Al oír la voz de Cole, la secretaria se puso en pie como un resorte y fue disparada hacia la puerta del despacho bajo la asombrada mirada de Jo. Sin embargo, justo antes de que salir, Mel tuvo que detenerse porque en ese mismo instante entraba Cole con una carpetilla de cartulina en la mano. Mel lo miró con los ojos muy abiertos.

—¿Me necesitabas? —murmuró. Su voz sonaba sin aliento, pero Cole ni siquiera lo notó.

—¿Sabes algo de Noah?

—Aún está pendiente del caso de divorcio de los Blythe —contestó Melodie, más recuperada, en su tono de eficiente secretaria—. Llamó esta tarde para saber si le habían dejado algún mensaje, pero me dijo que probablemente no volvería hasta el lunes.

—Estupendo —masculló Cole entre dientes, visiblemente irritado ante la falta de disponibilidad de su hermano. Se frotó la nuca, como si aquel brusco movimiento pudiera relajar la tensión que parecía irradiar su cuerpo—. Por cierto, ¿acabaste de pasar a máquina el informe final del caso Cameron?

—Sí, lo he dejado sobre tu mesa hace quince minutos, solo tienes que firmarlo.

Cole asintió sucintamente, y en ese instante sonó el teléfono de su despacho. Cole ni se movió, pero dirigió a Melodie una mirada que decía claramente: «¿Es que no piensas ir a contestarlo?».

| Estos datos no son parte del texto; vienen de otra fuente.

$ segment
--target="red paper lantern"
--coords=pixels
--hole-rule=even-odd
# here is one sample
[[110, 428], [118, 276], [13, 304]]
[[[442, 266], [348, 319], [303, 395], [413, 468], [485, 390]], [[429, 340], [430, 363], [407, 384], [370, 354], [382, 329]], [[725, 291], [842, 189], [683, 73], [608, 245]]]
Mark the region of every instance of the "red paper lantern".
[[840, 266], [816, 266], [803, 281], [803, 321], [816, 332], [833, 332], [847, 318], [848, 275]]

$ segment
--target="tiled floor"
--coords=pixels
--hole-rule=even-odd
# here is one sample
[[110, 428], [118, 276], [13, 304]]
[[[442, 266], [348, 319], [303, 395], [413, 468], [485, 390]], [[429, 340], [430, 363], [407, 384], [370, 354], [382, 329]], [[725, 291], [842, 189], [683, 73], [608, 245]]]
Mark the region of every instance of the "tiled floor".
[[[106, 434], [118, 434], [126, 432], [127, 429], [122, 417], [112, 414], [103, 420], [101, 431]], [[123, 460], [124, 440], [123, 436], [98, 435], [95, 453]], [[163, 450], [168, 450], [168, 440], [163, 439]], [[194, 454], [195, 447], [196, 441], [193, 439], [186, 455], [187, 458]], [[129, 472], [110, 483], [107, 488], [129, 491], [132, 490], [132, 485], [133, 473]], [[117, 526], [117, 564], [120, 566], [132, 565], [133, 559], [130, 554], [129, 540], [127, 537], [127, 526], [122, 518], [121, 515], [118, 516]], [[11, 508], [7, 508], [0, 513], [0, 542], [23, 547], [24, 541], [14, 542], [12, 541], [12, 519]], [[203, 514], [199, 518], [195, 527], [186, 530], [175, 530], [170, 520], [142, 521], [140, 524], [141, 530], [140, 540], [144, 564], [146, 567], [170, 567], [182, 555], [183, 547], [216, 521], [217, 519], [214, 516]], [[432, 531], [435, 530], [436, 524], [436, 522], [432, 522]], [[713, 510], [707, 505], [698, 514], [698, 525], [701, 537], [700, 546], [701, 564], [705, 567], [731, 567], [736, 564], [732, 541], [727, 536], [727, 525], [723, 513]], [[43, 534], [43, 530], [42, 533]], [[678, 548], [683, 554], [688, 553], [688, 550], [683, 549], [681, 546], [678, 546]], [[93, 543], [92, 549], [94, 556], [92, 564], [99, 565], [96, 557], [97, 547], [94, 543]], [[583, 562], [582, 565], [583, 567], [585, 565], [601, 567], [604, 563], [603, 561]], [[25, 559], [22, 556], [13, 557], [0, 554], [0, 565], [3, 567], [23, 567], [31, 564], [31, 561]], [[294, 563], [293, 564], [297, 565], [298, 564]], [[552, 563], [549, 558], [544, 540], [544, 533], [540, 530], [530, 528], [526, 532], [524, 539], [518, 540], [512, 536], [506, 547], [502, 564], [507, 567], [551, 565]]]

Melodie, deseosa de complacerlo, pasó por detrás de él para atender la llamada.

—Diantres, Cole, no te mataría contestar el teléfono, ¿no crees? —dijo Jo mirándolo con los ojos entornados y mordiendo una fresa. Cole no contestó, así que añadió—: La jornada de Mel ya ha acabado. ¿O es que estás pagándole horas extra?

Su hermano frunció las cejas y miró el reloj, obviamente sorprendido por cómo había pasado el tiempo.

—Bueno, si aún está aquí es porque quiere, ¿no? Creía que, como seguía en la oficina, estaba trabajando.

Ese era parte del problema; Mel lo tenía tan acostumbrado que Cole daba ya por hecho el entusiasmo que ponía en su trabajo. En fin, se dijo Jo, no era su problema, no era a ella a quien le correspondía resolverlo, sino a la propia Melodie. Tenía que poner a Cole firme, y no solo en lo profesional, sino también en lo personal.

Los ojos azules de Cole se posaron sobre la cesta que Jo tenía sobre su mesa, y tomó la tarjeta que la acompañaba. Tras leerla, levantó la vista y dirigió una cálida sonrisa a su hermana. Siempre que lo hacía, a Jo le parecía estar viendo a una versión más joven de su difunto padre, con el revuelto cabello negro y atractivas facciones.

—Por cierto, felicitaciones por el caso Faron —dijo Cole agitando la tarjeta—. Fue un buen trabajo.

—Gracias —respondió Jo inclinando graciosamente la cabeza. Viniendo de su exigente hermano, no podía sino sentir una enorme satisfacción ante el cumplido.

Tras dejar su trabajo en el cuerpo de policía, y pedirle que permitiera que trabajara con él, Cole se había mostrado muy reticente, y Jo lo entendía, ya que su falta de sangre fría aquel aciago día había demostrado que no estaba lista del todo; pero cuando ella le había sugerido que podía encargarse de las desapariciones y secuestros de niños y adolescentes, él había aceptado darle una oportunidad. Además, había sido bueno para la agencia. Había atraído a un nuevo tipo de clientela, y a Jo la estaba ayudando a recuperar la confianza en sí misma. Inspiró apartando esos recuerdos de su mente y señaló con la mano el champán y las fresas.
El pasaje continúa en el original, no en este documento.